In Dummit and Foote, p. 379
Note that any exact sequence can be written as a succession of short exact sequences since to say $X \overset{\alpha}{\to} Y > \overset{\beta}{\to} Z$ is exact at $Y$ is the same as saying that the sequence $0 \to \alpha(X) \to Y \to Y /\ \text{Ker} \beta \to 0$ is a short exact sequence.
What is immediate to me from the second sequence is that there is a bijection between $\text{Im}\ \alpha = \alpha(X)$ and $\text{Im}\ \beta \cong Y /\ \text{Ker} \beta$, but I fail to see the equality $\text{Im}\ \alpha =\ \text{Ker}\ \beta$.

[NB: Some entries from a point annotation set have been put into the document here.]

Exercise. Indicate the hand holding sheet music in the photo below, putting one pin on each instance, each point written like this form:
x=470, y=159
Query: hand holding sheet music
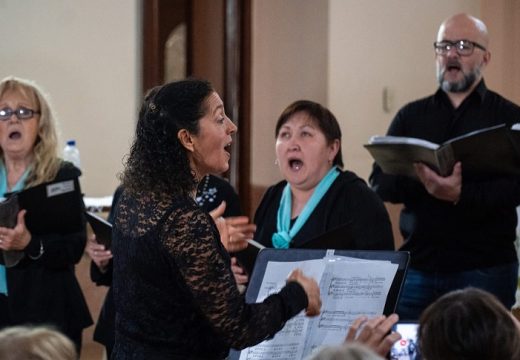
x=491, y=150
x=349, y=287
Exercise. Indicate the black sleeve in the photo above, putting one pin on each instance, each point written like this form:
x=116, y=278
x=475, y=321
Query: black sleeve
x=206, y=271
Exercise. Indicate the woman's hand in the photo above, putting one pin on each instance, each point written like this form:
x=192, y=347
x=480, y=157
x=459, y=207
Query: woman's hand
x=98, y=253
x=311, y=289
x=16, y=238
x=374, y=333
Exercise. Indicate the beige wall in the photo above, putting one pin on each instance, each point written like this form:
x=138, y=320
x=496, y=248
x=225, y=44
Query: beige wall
x=85, y=54
x=503, y=20
x=342, y=53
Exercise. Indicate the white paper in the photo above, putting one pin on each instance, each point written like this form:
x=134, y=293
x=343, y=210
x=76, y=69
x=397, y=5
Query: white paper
x=349, y=288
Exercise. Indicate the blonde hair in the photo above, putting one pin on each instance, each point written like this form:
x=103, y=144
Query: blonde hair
x=46, y=163
x=35, y=343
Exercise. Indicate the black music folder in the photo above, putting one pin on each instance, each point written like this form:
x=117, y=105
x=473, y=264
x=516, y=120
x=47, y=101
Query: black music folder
x=336, y=238
x=345, y=296
x=102, y=229
x=494, y=150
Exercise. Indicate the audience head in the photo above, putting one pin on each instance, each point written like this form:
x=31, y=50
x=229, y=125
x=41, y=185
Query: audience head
x=347, y=351
x=182, y=134
x=462, y=53
x=27, y=128
x=468, y=324
x=35, y=343
x=308, y=142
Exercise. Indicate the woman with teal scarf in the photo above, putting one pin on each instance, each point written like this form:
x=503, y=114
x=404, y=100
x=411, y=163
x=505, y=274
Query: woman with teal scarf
x=317, y=196
x=39, y=286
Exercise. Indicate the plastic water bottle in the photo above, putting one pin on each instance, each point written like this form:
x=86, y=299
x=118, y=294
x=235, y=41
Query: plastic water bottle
x=71, y=153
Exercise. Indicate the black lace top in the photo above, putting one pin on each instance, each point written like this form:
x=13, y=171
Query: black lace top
x=175, y=294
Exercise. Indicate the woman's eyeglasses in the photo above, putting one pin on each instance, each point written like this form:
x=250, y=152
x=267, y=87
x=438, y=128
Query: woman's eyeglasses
x=21, y=113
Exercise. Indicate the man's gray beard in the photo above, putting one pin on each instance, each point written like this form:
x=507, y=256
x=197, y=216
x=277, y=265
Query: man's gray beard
x=460, y=86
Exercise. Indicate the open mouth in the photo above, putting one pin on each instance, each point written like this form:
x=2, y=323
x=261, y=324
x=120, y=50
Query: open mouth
x=15, y=135
x=295, y=164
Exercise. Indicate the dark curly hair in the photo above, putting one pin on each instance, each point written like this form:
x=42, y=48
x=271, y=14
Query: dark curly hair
x=157, y=161
x=322, y=116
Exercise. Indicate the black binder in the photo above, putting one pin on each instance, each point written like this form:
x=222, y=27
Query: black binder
x=53, y=207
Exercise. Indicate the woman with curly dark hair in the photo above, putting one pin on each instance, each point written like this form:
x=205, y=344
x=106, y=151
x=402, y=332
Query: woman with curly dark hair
x=174, y=290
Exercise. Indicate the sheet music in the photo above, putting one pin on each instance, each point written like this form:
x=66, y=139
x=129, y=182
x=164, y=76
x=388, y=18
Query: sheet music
x=349, y=288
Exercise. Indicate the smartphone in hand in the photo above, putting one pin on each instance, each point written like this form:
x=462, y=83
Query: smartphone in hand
x=407, y=348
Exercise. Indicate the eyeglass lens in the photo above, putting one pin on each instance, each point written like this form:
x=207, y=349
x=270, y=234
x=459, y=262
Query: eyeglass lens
x=21, y=113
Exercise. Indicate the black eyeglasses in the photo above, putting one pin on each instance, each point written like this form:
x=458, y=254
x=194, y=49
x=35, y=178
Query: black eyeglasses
x=463, y=47
x=21, y=113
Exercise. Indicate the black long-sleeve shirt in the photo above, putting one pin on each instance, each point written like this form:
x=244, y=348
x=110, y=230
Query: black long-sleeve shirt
x=174, y=291
x=479, y=230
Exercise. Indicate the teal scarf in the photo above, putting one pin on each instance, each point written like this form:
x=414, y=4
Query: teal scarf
x=3, y=190
x=283, y=237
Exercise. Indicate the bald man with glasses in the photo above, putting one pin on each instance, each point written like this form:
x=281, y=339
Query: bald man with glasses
x=459, y=229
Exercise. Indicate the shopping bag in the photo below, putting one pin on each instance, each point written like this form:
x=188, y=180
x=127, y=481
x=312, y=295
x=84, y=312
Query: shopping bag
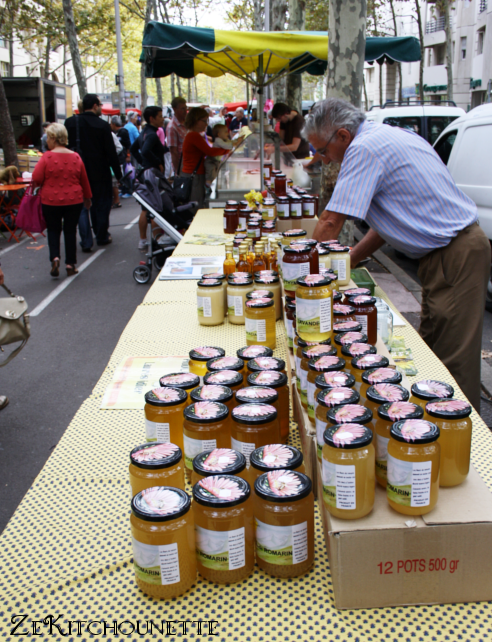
x=30, y=215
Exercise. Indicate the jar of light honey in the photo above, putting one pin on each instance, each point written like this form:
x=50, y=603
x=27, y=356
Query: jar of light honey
x=199, y=357
x=224, y=528
x=452, y=417
x=164, y=415
x=163, y=537
x=206, y=426
x=219, y=461
x=387, y=414
x=348, y=471
x=413, y=466
x=280, y=382
x=283, y=506
x=156, y=465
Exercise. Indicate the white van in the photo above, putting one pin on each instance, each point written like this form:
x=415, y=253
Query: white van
x=465, y=146
x=426, y=120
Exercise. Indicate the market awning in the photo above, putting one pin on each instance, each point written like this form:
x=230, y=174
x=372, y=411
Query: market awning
x=188, y=51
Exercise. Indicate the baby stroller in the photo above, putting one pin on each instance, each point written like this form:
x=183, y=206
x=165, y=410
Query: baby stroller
x=156, y=196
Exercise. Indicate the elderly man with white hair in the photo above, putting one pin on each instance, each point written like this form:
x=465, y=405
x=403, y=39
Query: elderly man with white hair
x=393, y=180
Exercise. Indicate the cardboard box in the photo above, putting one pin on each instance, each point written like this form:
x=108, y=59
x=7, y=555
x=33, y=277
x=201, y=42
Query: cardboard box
x=389, y=559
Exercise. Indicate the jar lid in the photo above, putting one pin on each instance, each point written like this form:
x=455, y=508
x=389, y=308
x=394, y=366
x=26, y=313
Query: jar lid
x=386, y=392
x=400, y=410
x=155, y=455
x=274, y=456
x=357, y=349
x=362, y=299
x=370, y=361
x=160, y=504
x=348, y=413
x=331, y=397
x=254, y=413
x=415, y=431
x=225, y=363
x=429, y=389
x=165, y=396
x=335, y=380
x=221, y=491
x=256, y=394
x=348, y=436
x=270, y=378
x=282, y=486
x=326, y=363
x=228, y=378
x=205, y=353
x=211, y=393
x=184, y=380
x=206, y=412
x=347, y=338
x=266, y=363
x=381, y=375
x=448, y=408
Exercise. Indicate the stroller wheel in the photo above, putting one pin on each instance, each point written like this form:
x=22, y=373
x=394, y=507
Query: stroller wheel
x=141, y=274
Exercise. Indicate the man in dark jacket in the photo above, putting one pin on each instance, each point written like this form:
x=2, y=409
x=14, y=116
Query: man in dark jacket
x=91, y=137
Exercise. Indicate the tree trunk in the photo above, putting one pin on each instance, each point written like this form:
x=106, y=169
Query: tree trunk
x=7, y=138
x=74, y=47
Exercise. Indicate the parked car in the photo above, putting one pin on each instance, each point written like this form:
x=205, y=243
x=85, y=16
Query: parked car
x=465, y=146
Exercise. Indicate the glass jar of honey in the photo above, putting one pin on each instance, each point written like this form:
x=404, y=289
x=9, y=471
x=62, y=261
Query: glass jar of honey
x=283, y=506
x=326, y=399
x=163, y=538
x=387, y=414
x=219, y=461
x=452, y=417
x=156, y=465
x=206, y=426
x=348, y=471
x=260, y=322
x=413, y=466
x=164, y=415
x=224, y=528
x=279, y=382
x=199, y=357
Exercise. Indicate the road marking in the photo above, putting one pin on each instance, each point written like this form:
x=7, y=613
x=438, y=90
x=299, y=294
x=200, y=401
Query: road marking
x=132, y=223
x=59, y=289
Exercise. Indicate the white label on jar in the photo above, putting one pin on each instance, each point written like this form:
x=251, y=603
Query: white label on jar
x=156, y=564
x=409, y=482
x=155, y=431
x=221, y=550
x=243, y=447
x=339, y=485
x=193, y=447
x=281, y=545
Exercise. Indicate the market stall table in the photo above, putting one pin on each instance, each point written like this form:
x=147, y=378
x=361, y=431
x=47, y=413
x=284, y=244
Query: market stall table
x=67, y=549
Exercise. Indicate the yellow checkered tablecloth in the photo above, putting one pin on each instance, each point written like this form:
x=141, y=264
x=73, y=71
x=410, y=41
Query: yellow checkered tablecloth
x=67, y=551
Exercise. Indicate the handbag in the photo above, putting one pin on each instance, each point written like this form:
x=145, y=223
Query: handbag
x=30, y=215
x=14, y=323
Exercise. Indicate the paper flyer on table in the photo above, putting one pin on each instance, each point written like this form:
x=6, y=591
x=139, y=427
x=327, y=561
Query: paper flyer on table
x=190, y=267
x=137, y=375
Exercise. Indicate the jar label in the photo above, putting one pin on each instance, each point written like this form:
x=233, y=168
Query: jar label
x=204, y=304
x=409, y=482
x=235, y=305
x=255, y=330
x=314, y=316
x=221, y=550
x=382, y=456
x=155, y=431
x=156, y=564
x=339, y=485
x=281, y=545
x=193, y=447
x=243, y=447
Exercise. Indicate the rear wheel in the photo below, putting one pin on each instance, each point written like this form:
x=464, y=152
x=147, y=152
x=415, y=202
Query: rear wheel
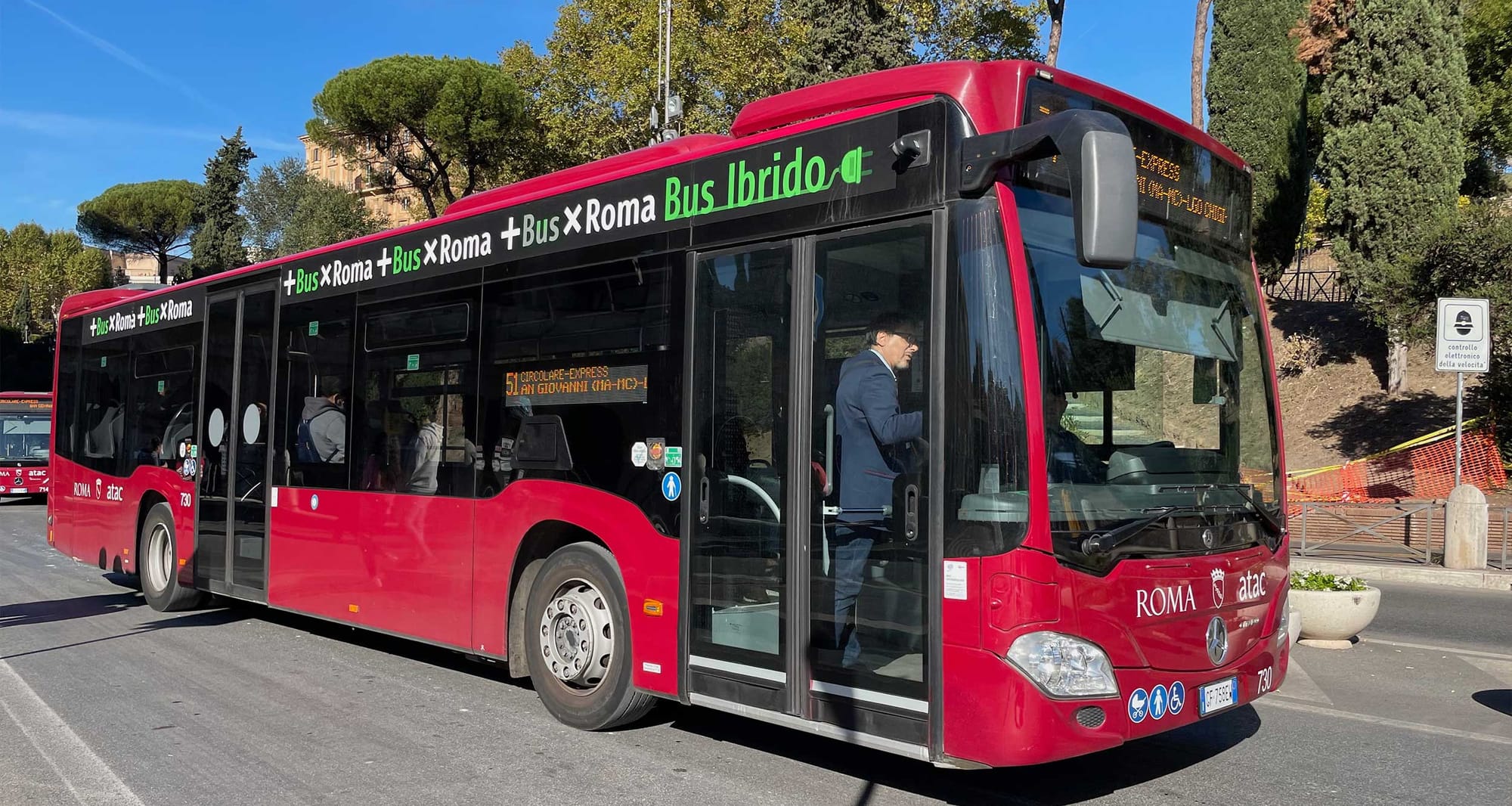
x=160, y=565
x=578, y=640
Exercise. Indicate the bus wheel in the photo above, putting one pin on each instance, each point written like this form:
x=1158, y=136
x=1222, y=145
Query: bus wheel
x=578, y=640
x=160, y=565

To say: $$0\to\alpha(X)\to Y\to Y/\ker\beta\to0$$Is short exact is precisely to say that $\alpha(X)\to Y$ is injective, $Y\to Y/\ker\beta$ is surjective (I'm assuming some kind of category of rings or modules here) and that the image of $\alpha(X)\to Y$ is equal to the kernel of $Y\to Y/\ker\beta$. Since $\alpha(X)\to Y$ is shorthand for the inclusion map, this is obviously injective, and the quotient $Y\to Y/\ker\beta$ is obviously also surjective (always).
The kernel of $Y\to Y/\ker\beta$ is just $\ker\beta$ and the image of the inclusion $\alpha(X)\to Y$ is just $\alpha(X)$. So this sequence is short exact iff. $\alpha(X)=\ker\beta$, i.e. $\mathrm{im}\,\alpha=\ker\beta$.
So this sequence is short exact iff. the original sequence is exact (at $Y$).